В фигуре Старика есть что-то неестественное и в то же время трогательное. На нем толстая шерстяная кофта крупной вязки, слаломные брюки-«конусы» и красный колпак с кисточкой, заколотый сбоку альпинистским значком. Эта яркая и аккуратно подогнанная одежда горнолыжника не вяжется с его крохотными размерами, французские лыжи и чешские слаломные ботинки у него тоже самые настоящие. Их привез Старику отец — известный альпинист. Старик похож на гнома. И кажется, оглянись он сейчас — я увижу под красным колпаком голубые детские глаза и... длинную зеленоватую бороду.

— Тормози, старина, наледь!

Мы чуть было не вылетели на преградивший нам путь голубой лед. Обойдя его сверху по глубокому снегу, едем дальше. Вскоре дорога переходит на южный склон, и я говорю:

— Пойдем пешком, камней много, жалко лыжи. Тут уже недалеко.





— Пойдем, — отвечает он, — камней много, жалко лыжи. Правда, жалко лыжи обдирать?

— Конечно.

— Тут уж недалеко, — говорит Старик, — а лыжи жалко.

Мы отстегиваем свои маркеры, втыкаем лыжи с палками в снег на обочине дороги и идем дальше пешком.

— Оляпки и зимой купаются, правда?

— Правда, — отвечаю я, — они всегда в воде живут.

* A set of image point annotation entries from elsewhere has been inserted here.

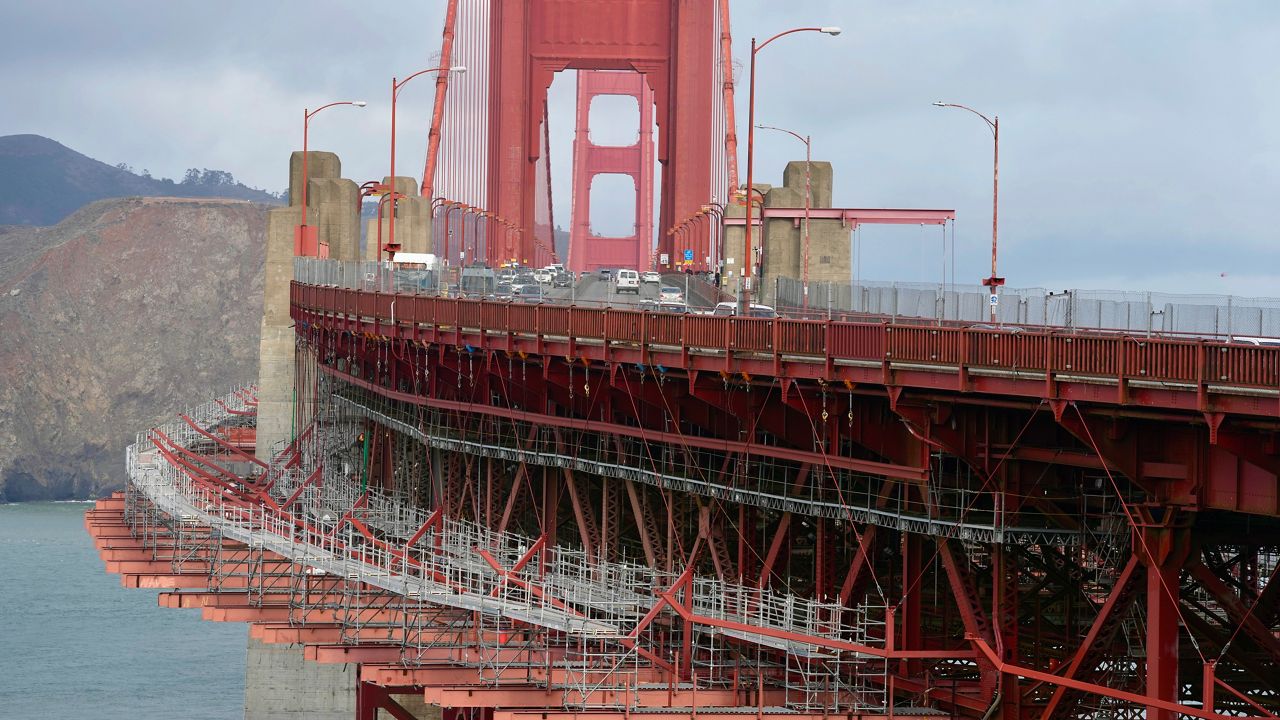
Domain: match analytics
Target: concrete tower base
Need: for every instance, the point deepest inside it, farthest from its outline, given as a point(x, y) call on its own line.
point(279, 684)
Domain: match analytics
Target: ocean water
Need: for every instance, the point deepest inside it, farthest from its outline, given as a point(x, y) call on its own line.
point(74, 643)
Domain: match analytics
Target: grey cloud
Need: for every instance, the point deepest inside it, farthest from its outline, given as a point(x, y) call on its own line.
point(1139, 144)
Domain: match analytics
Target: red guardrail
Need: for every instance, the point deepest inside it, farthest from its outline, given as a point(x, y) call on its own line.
point(1112, 356)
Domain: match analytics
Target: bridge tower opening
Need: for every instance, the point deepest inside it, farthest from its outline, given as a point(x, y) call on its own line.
point(671, 44)
point(592, 246)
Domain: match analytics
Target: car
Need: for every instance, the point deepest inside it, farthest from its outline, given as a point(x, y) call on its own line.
point(529, 294)
point(627, 281)
point(673, 308)
point(753, 311)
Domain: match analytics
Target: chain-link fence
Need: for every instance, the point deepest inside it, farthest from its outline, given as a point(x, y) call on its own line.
point(1148, 313)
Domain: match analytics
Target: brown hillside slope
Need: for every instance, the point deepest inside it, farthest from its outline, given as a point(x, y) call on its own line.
point(128, 310)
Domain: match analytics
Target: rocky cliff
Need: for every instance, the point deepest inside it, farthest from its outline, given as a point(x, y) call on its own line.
point(112, 320)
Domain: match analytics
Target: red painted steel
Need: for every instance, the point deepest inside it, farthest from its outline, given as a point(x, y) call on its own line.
point(1174, 374)
point(588, 250)
point(671, 42)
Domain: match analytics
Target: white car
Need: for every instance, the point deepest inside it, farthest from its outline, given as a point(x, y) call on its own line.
point(626, 281)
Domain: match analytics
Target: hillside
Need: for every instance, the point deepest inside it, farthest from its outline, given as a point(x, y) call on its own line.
point(113, 319)
point(42, 182)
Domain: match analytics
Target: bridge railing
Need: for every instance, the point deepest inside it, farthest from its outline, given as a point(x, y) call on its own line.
point(1047, 352)
point(1129, 311)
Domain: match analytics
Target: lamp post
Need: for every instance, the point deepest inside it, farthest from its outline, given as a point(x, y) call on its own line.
point(995, 281)
point(808, 201)
point(396, 89)
point(306, 127)
point(750, 149)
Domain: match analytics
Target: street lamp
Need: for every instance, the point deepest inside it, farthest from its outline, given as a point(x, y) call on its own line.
point(306, 126)
point(750, 149)
point(808, 201)
point(396, 89)
point(993, 282)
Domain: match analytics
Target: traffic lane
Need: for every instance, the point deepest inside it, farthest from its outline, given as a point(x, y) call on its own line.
point(594, 290)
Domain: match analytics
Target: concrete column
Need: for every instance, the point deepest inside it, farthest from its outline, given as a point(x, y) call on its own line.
point(412, 223)
point(781, 242)
point(821, 174)
point(275, 347)
point(279, 684)
point(337, 203)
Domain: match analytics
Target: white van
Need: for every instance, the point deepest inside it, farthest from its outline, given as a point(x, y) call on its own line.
point(626, 281)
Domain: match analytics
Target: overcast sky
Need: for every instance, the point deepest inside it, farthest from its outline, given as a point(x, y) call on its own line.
point(1139, 141)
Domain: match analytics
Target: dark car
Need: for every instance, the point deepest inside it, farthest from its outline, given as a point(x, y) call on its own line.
point(529, 294)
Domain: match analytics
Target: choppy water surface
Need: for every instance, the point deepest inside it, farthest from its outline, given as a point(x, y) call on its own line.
point(73, 643)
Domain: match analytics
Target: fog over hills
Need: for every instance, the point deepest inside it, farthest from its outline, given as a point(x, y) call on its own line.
point(114, 319)
point(124, 309)
point(42, 182)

— Они плавают и балуются, правда?

— Ага.

— А зачем они зимой купаются?

— Они ищут себе корм в воде, под камнями.

— Какой корм?

— Ну, как тебе сказать, они едят разных насекомых. Это их корм. То, что они едят.

— Какие это насекомые?

— Букашки всякие, комарики...

— Комариков не жалко, правда? Они кусаются.

— Угу.

Старик задает вопросы о том, что я ему уже рассказывал, словно хочет закрепить свои новые знания.

— А сегодня выходной, и никто на скалы и на лыжах не пойдет, правда?

— Правда.

— A y медведя след большой, как у человека, правда?

— Правда.

— А правда у лисицы след прямой, а у собаки в разные стороны?

— Ага.

— А солнце когда захочет — выходит, а когда не захочет — не выходит, правда?

— Правда. То есть как это?! — спохватился я. — Солнце всегда восходит утром, а заходит вечером.

— А вот и нет. Когда снег идет, оно не выходит.

Дорогу пересекает ручей, метра в три шириной. Вода в нем чистая, прозрачная. Если бы она могла остановиться на минуту, замереть на месте, ее совсем не было бы видно. Она стала бы толстым стеклом. Заметна вода лишь своим течением, мелкой рябью, перепадиками. Только что ручей осветило солнце.

— Погоди, Старик, нам спешить некуда. Давай посмотрим на ручей, — говорю я.

И хотя ему совсем непонятно, зачем надо смотреть на ручей, он охотно соглашается:

— Давай посмотрим. Нам спешить некуда.

На северном берегу ручья — огромные снежные подушки. Они нависают над водой. А под ними, почти касаясь поверхности воды, распластался закраинками ледок. Он то совершенно прозрачный, то весь в дырочках, то соткан из причудливых кристаллов изморози — тут и тончайшие веточки хвои, и друзы горного хрусталя, и листья папоротника. А противоположный берег, освещаемый солнцем, совсем без снега. В самый разгар зимы здесь весна. Вдоль воды тянется проталина. Вместо снега к ручью свисает сухая прошлогодняя трава, а сквозь нее, наперекор январю, пробивается свежая зелень. Солнце течет по воде золотистыми бликами, напоминающими своей формой пчелиные соты.